Die Welt hat sich in ein globales Gerangel verwickelt.
Kaum jemand ist in der Lage, die Merkmale der Zukunft, in der wir uns in naher Zukunft befinden werden, genau vorherzusagen — vielleicht nur im historischen Vergleich. Aber ein Versuch muss unternommen werden, denn die einzige Waffe, die der Mensch hat, ist die Vernunft. Jahrestagung des Valdai-Clubs mit dem Titel «Eine Welt nach der Hegemonie: Gerechtigkeit und Sicherheit für alle», die vom 24. bis 27. Oktober in Moskau stattfinden wird.
Der große Denker Teilhard de Chardin stellte einmal fest, dass das Verständnis der Geschichte begrenzt ist, weil man in der Regel nur Ereignisse untersuchen kann, die bereits stattgefunden haben.
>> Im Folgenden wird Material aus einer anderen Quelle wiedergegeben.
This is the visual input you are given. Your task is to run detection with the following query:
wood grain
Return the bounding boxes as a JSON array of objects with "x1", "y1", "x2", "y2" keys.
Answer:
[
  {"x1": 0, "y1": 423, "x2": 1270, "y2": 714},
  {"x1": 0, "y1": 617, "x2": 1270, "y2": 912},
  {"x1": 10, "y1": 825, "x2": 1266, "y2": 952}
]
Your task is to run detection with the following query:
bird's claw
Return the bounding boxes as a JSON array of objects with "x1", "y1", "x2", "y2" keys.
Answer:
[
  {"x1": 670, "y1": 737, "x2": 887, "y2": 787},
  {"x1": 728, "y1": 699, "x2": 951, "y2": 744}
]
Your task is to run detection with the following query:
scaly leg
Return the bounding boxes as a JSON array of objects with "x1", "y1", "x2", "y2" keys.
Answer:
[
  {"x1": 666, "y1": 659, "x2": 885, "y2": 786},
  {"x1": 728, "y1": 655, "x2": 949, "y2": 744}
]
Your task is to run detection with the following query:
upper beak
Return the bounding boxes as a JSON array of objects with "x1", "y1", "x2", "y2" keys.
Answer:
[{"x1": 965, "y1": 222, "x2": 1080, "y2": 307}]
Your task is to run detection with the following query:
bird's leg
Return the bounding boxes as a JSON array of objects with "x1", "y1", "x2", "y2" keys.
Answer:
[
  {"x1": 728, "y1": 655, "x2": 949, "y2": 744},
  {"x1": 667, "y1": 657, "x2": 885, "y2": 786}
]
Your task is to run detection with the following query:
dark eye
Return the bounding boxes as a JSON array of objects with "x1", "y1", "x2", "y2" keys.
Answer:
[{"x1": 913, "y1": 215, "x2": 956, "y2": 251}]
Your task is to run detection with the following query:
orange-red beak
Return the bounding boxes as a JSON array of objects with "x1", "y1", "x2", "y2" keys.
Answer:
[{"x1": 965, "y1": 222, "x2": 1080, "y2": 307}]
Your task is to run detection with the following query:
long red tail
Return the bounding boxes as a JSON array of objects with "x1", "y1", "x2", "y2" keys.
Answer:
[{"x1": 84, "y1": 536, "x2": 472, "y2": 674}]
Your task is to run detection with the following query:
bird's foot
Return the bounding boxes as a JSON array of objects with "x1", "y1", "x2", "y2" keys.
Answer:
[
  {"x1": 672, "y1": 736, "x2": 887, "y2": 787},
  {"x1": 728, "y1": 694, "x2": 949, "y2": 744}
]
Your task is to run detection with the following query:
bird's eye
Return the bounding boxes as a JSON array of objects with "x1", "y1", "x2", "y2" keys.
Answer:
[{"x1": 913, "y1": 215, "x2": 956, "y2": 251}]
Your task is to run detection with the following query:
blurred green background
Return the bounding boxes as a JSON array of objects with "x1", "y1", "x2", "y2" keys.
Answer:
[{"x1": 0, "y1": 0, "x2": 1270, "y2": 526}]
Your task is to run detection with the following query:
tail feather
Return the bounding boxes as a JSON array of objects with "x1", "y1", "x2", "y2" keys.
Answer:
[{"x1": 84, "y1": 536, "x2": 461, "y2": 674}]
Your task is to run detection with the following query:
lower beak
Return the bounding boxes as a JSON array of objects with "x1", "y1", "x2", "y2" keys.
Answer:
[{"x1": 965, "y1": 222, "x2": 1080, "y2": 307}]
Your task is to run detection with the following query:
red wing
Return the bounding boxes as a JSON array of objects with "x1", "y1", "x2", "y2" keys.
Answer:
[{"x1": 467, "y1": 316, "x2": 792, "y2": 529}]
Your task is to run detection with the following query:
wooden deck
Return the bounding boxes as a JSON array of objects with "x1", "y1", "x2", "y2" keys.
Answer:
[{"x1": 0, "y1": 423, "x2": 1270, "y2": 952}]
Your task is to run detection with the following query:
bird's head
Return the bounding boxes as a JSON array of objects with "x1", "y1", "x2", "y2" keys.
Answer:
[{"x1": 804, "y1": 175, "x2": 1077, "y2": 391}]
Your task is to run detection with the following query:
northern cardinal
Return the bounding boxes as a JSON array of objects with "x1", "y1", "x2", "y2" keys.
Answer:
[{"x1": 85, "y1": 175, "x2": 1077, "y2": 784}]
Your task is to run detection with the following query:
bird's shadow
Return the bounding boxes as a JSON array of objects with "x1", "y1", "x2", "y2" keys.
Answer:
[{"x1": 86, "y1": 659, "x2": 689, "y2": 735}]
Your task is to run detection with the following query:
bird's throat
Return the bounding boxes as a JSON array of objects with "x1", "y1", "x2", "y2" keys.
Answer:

Alles, was vor ihnen liegt, ist unscharf. Teilhard de Chardin vergleicht dies mit dem Studium der Malerei. In der Regel sehen die Betrachter ein fertiges Werk. Sie können die Untermalung nicht sehen, die der Künstler gemacht hat, bevor er sie übermalte.
Heute können wir mit eigenen Augen den historischen Prozess des Wandels in der Welt, das Entstehen ihres neuen Bildes sehen. Die Ereignisse, die sich ereignet haben und noch ereignen, veranlassen uns, nach einer Antwort auf die wichtigste Frage zu suchen: Wie können wir sicherstellen, dass es der Menschheit in naher Zukunft gelingt, eine Welt zu schaffen, die für alle gerecht und sicher ist? So viel wie möglich, natürlich. Natürlich wird die Suche nach dieser Lösung nicht einfach sein und leider auch Zeit brauchen. Es besteht jedoch die Hoffnung, dass eine vernünftige und realistische Antwort gefunden werden kann.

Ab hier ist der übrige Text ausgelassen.